The hearing of the arbitration was held in Australia. Prior to the hearing, Sino Dragon requested the two witnesses, who were in China at that time, to attend the hearing via video call. Both the opposite party and the tribunal pointed out that using video technologies might cause uncertainties and disadvantages for Sino Dragon. The tribunal noticed Sino Dragon to test the video connections at the hearing facility in advance, and to request translation services if necessary. The opposite party noticed Sino Dragon to provide all relevant case materials to the witnesses during the hearing. However, many problems arose during the hearing: Relevant materials were not fully provided and translated to the witnesses; connection via the facility’s videoconference machine failed. Sino Dragon suggested to use Wechat video calls, which was opposed by the other party but was eventually approved by the tribunal. The tribunal, however, noticed the poor quality of that service and the difficulties caused in the cross-examination. The tribunal later recorded these facts in its final awards, and stated that, although these evidences given during the video calls were admitted, the tribunal had to take into consideration the method by which these evidences were provided, and the difficulties occurred during the cross-examination due to such method when giving weight to these evidences. Sino Dragon claimed that the evidences provided during the video calls were wrongfully translated and understood. By treating these evidences in this way, the tribunal deprived Sino Dragon’s opportunity of presenting its case and of defencing itself, and violated procedural public policy.

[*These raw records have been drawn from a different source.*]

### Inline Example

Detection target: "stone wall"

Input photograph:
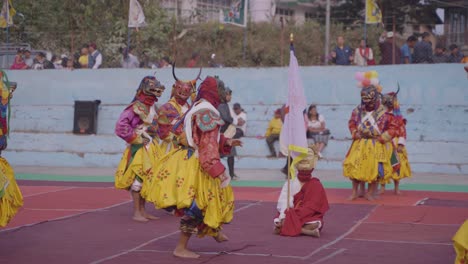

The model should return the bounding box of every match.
[4,64,468,174]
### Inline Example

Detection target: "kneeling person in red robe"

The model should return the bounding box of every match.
[274,146,329,237]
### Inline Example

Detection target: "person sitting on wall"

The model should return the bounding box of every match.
[265,109,283,158]
[274,145,329,237]
[307,105,330,158]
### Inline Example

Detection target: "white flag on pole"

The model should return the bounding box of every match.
[128,0,146,28]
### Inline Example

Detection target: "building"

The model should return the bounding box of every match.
[161,0,342,24]
[440,0,468,54]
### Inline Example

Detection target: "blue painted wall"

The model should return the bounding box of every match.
[5,64,468,174]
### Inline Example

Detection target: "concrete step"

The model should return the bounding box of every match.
[10,104,468,142]
[8,132,468,166]
[2,150,468,175]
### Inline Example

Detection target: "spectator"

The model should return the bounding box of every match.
[33,52,55,70]
[187,52,200,68]
[332,36,353,65]
[120,47,140,69]
[432,44,448,63]
[88,43,102,70]
[140,50,152,69]
[232,103,247,137]
[379,31,401,65]
[400,36,418,64]
[265,109,283,158]
[23,49,34,68]
[448,44,465,63]
[158,56,171,68]
[413,32,432,63]
[72,52,81,69]
[218,88,245,179]
[51,55,63,70]
[10,49,28,70]
[78,44,90,69]
[64,58,75,70]
[354,39,375,66]
[307,105,330,158]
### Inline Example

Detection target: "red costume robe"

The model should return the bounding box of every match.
[280,178,329,236]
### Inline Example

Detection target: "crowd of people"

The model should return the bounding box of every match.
[263,105,330,162]
[330,31,468,66]
[10,43,103,70]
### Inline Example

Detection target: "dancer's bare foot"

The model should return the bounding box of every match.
[273,226,281,235]
[364,193,375,201]
[347,193,358,201]
[213,231,229,243]
[172,247,200,259]
[132,214,149,222]
[143,212,159,220]
[301,228,320,237]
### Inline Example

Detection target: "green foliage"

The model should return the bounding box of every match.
[1,0,392,67]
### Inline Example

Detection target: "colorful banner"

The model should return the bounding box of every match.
[366,0,382,24]
[280,42,308,178]
[128,0,146,28]
[220,0,249,27]
[0,0,16,28]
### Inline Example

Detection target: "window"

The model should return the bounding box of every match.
[448,9,468,46]
[304,12,315,21]
[275,7,294,17]
[197,0,233,21]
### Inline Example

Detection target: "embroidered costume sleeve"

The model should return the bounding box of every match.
[398,117,406,146]
[193,110,230,178]
[281,178,329,236]
[218,103,237,125]
[115,107,143,144]
[158,103,180,140]
[378,113,398,142]
[146,115,158,138]
[348,108,359,137]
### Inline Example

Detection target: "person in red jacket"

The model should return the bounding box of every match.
[274,145,329,237]
[343,85,398,200]
[379,88,411,195]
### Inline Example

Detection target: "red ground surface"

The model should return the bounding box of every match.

The Court held that, by applying Art.34(2)(a)(ii) and Art.34(2)(b)(ii) of the UNCITRAL Model Law on International Commercial Arbitration, the key questions in this case were actually two: first, whether Sino Dragon lacked reasonable opportunities to present its case; and second, whether Sino Dragon were treated unfairly. Taking into consideration the particular facts of this case, the answer to both questions should be in the negative. In particular, the court pointed out that the Sino Dragon failed to bring the issue of the lack of opportunity to present its case before the end of the hearing. The court also pointed out that no material unfairness had been found in this case regarding the translation point. [2] The application of the public policy ground should be limited to situations where there were “real unfairness or real practical injustice”, which was not found in this case. It was also held that even if there is any unfairness, the procedural unfairness caused by the party’s own behaviour, including its strategic decisions during the hearings, should not be protected by the law.

Although in this case the parties encountered technical difficulties by using Wechat video calls in the context of international commercial arbitration, the judgment illustrates that the technology itself is hardly a core issue of procedural fairness and procedural public policy. In this case, the Australian Courts emphasises that the party who claims for procedural unfairness should express their claim as soon as they have noticed it, and should bear the responsibility of their own strategic choices in arranging the hearing. It is also emphasised that the application of the public policy ground should be limited to extreme circumstances only. These statements are consistent with the Australian courts’ general attitude of favouring the speedy and efficient dispute resolution and respecting the finality of the international commercial arbitration awards.

[1] Sino Dragon Trading Ltd v Noble Resources International Pte Ltd[2016] FCA 1131

[2] SZRMQ v Minister for Immigration and Border Protection (2013) 219 FCR 212 at [66] per Robertson J.